The recovery services are generally provided to the largest corporations because the percentage of mistakes is very small and therefore a large population of payments is required to find enough mistakes to make a recovery project worthwhile. It can take the auditor a long time to learn a client's business practices, find the mistakes and arrange the vendor reimbursements. Generally a company must have minimum revenues of $100 million dollars a year to be a suitable candidate for a recovery project.

Recovery audit firms offer their services purely on a contingency basis, so there is no financial risk to a customer. The onus is on the recovery firm to be effective and to find mistakes. If no money is recovered from the vendors, no fees are charged.

In addition to the cash recoveries, the client receives feedback about those areas in which the recoveries were found, plus additional information. The client can use this added-value information to adapt its procedures to prevent similar errors from occurring in the future.

The services are generally provided in the client's offices by on-site audit staff because that's where the invoices are located. From time to time a client will allow an audit company to remove the papers for off-site review, but this is unusual. There is a new arrangement that has developed as a result of document imaging. Because the invoices are now electronic they can be accessed anywhere via a web connection. This means they can be reviewed from anywhere in the world.

Recovery auditing is a relatively new industry, having started in the United States less than 50 years ago. It began in the retail trade where there are numerous discounts, allowances and adjustments which were hard to track, especially on a manual basis. The rise of computers enabled more sophisticated data mining techniques. Today there are electronic methods to manage discount programs and specialized software available to find duplicate payments as well as to manage the collection process. Most large companies are aware of the benefits and have their files examined periodically to ensure nothing has fallen through the cracks.

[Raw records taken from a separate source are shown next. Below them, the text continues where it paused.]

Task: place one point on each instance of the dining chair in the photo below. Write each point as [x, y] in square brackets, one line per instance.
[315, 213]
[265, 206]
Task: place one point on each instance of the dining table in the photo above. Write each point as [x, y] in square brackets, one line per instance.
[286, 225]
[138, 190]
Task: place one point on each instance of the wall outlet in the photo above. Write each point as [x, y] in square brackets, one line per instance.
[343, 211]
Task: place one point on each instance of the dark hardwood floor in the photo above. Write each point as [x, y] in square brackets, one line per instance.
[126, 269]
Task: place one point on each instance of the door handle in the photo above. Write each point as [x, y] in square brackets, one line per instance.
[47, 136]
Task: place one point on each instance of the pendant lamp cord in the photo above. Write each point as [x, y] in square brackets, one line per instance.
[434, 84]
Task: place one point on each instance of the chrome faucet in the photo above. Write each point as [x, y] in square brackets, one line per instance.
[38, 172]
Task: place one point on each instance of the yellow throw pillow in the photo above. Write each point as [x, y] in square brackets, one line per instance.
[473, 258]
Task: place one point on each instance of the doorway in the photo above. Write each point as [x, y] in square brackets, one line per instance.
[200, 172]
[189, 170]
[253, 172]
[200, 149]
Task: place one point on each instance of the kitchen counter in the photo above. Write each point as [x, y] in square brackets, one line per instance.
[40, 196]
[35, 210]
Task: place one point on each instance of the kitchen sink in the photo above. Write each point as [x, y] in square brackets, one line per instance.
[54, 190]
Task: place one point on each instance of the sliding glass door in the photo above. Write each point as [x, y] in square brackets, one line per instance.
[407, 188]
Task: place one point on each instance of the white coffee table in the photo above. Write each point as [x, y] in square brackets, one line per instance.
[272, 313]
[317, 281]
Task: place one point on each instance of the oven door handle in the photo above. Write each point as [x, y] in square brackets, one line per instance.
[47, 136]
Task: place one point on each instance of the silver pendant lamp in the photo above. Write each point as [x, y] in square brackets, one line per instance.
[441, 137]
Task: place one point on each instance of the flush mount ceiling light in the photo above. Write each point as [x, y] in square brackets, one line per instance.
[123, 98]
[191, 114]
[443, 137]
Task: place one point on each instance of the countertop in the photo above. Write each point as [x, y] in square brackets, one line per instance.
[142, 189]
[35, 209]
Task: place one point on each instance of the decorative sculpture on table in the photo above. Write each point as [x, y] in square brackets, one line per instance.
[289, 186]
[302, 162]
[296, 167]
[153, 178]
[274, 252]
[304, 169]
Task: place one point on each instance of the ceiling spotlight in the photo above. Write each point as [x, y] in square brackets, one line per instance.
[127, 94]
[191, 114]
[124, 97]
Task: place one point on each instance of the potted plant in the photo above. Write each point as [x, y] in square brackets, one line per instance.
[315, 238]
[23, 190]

There are similarities between the recovery audit firms and the larger public accounting firms as to the relationship they have with their clients and delivery of services. With respect to relationship, there is a learning curve when a company performs a recovery audit, as each party gets to know the personnel and habits of the other. When a relationship becomes established there is a "comfort factor" and it is harder to switch to another firm as long as the recovery firm is doing an adequate job. With respect to services, both perform an audit function using professional accounting staff. Both services are provided on a yearly basis (or maybe every other year for the recovery firm).

As a matter of interest, the biggest accounting firms were adding recovery auditing to their service offering until Congress legislated forced independence between accounting firms and their public company clients as part of the sweeping Sarbanes-Oxley legislation in 2002. Most of those recovery services are restricted to data mining (analysis) projects offered to companies who are not audit clients. These data mining services can be useful but they put the onus on the client to conduct the due diligence. In our experience most of these projects result in minimal success because accounts payable staff is not committed to non-essential work.

The current environment of the recovery industry has large companies adopting more of the review work, mainly finding duplicate payments using specialized software. Internal audit departments are becoming more diligent looking for opportunities to repatriate misspent funds and keeping the fees otherwise paid to outsiders; however, recovery firms still make an impact especially with electronic methods manipulating large data sets.